The frame clause comes after PARTITION BY and ORDER BY and specifies a start and end boundary:
OVER (
PARTITION BY ...
ORDER BY ...
{ROWS | RANGE} BETWEEN <start> AND <end>
)
\<start> and \<end> can be one of:
- UNBOUNDED PRECEDING – From the first row of the partition
- UNBOUNDED FOLLOWING – To the last row of the partition
- CURRENT ROW – The current row
- \<integer> PRECEDING – Number of rows before the current row
- \<integer> FOLLOWING – Number of rows after the current row
For example, to calculate a 3-day moving average of sales:
SELECT
rep,
date,
amount,
AVG(amount) OVER (
PARTITION BY rep
ORDER BY date
ROWS BETWEEN 2 PRECEDING AND CURRENT ROW
) AS moving_avg
FROM sales;
Result:
rep | date | amount | moving_avg |
---|---|---|---|
John | 1/1/23 | 100 | 100.0000 |
John | 1/2/23 | 200 | 150.0000 |
John | 1/4/23 | 300 | 200.0000 |
Jane | 1/3/23 | 150 | 150.0000 |
Jane | 1/5/23 | 250 | 200.0000 |
The moving average is calculated over the current row and 2 previous rows for each rep. Note that the first row for John has no previous rows, so only the current row amount is used. The second row uses the current and 1 preceding, while the third uses the full 3-row frame. This pattern then repeats for Jane in a new partition.

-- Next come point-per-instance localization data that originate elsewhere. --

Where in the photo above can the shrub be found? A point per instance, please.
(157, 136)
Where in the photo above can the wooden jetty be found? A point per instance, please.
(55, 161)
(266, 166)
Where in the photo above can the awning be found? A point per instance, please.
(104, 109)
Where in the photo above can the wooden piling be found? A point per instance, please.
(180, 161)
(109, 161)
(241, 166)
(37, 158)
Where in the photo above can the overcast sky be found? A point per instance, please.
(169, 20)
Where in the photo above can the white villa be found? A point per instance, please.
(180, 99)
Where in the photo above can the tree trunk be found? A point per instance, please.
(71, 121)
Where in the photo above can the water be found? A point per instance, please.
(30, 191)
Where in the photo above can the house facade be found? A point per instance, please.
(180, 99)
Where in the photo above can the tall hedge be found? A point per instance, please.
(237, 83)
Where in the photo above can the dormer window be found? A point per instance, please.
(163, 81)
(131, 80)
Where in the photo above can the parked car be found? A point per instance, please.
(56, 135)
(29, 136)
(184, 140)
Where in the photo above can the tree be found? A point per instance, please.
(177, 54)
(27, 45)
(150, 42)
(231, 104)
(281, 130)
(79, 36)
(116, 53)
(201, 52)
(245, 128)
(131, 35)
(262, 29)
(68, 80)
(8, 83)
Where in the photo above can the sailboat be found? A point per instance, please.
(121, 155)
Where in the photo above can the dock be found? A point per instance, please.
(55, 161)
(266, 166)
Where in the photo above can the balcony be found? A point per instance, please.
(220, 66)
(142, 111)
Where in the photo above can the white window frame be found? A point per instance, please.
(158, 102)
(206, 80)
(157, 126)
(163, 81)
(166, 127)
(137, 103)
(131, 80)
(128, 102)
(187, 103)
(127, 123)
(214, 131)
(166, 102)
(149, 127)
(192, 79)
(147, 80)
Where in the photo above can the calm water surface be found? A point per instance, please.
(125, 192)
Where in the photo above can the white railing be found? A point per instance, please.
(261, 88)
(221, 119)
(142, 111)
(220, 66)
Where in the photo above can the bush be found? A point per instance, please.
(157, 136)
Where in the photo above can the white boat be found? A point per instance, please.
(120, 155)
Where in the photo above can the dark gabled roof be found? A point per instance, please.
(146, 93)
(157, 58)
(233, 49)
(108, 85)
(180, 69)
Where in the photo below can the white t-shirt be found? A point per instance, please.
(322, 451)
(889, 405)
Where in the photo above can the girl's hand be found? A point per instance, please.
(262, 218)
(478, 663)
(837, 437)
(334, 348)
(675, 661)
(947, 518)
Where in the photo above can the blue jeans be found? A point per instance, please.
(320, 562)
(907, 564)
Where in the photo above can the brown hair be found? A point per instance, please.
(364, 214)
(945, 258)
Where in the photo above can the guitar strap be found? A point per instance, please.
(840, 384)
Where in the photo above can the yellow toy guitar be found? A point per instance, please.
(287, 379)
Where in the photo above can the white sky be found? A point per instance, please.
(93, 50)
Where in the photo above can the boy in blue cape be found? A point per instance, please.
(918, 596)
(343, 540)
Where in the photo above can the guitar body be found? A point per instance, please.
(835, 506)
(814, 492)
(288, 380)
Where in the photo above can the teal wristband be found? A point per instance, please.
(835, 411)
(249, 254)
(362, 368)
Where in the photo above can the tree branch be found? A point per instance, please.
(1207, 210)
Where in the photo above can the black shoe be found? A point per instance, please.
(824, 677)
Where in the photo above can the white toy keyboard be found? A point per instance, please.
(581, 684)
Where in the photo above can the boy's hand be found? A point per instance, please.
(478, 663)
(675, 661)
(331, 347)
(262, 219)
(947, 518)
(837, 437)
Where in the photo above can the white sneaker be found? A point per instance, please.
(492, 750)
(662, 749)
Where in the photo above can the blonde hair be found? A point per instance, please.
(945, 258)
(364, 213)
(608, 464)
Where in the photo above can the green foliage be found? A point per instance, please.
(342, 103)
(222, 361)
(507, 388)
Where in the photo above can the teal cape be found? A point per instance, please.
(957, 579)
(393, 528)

The RANGE keyword is similar but defines the frame in terms of a value range of the ORDER BY column instead of a fixed number of rows. This is useful for things like bucketing values into discrete numeric ranges.
Benefits of Window Functions
Window functions provide several key benefits over using standard aggregations or self joins to calculate analytics:
-
Simplified queries – Window functions allow you to calculate complex analytics in a single query without the need for joining the table to itself or nesting subqueries. This makes the code easier to write, read, and maintain.
-
Better performance – Because the window calculations are applied after the main query‘s joins, filters, and aggregations, the optimizer often processes them more efficiently than a self-join approach. The database also does not need to create large intermediate result sets.
-
Enhanced functionality – Window functions can do things that would be very difficult with standard SQL, like ranking rows, accessing values from other rows, and calculating moving averages. They provide a concise syntax for these use cases.
Conclusion
Window functions are a powerful tool for calculating analytics and generating insights from your data. By understanding how the OVER clause, PARTITION BY, ORDER BY, and frame boundaries work, you can begin leveraging them to write simpler, faster, and more capable SQL queries.
The key is to think about your data in terms of windows – which rows do you want to perform a calculation over for each row? Partitioning, ordering, and framing provide flexible ways to define those windows based on your analysis goals. I encourage you to practice using window functions in your own projects and explore the other functions I didn‘t cover here, like PERCENTILE_CONT() and CUME_DIST(). The more you use them, the more opportunities you will find to replace complex, multi-step logic with elegant window queries!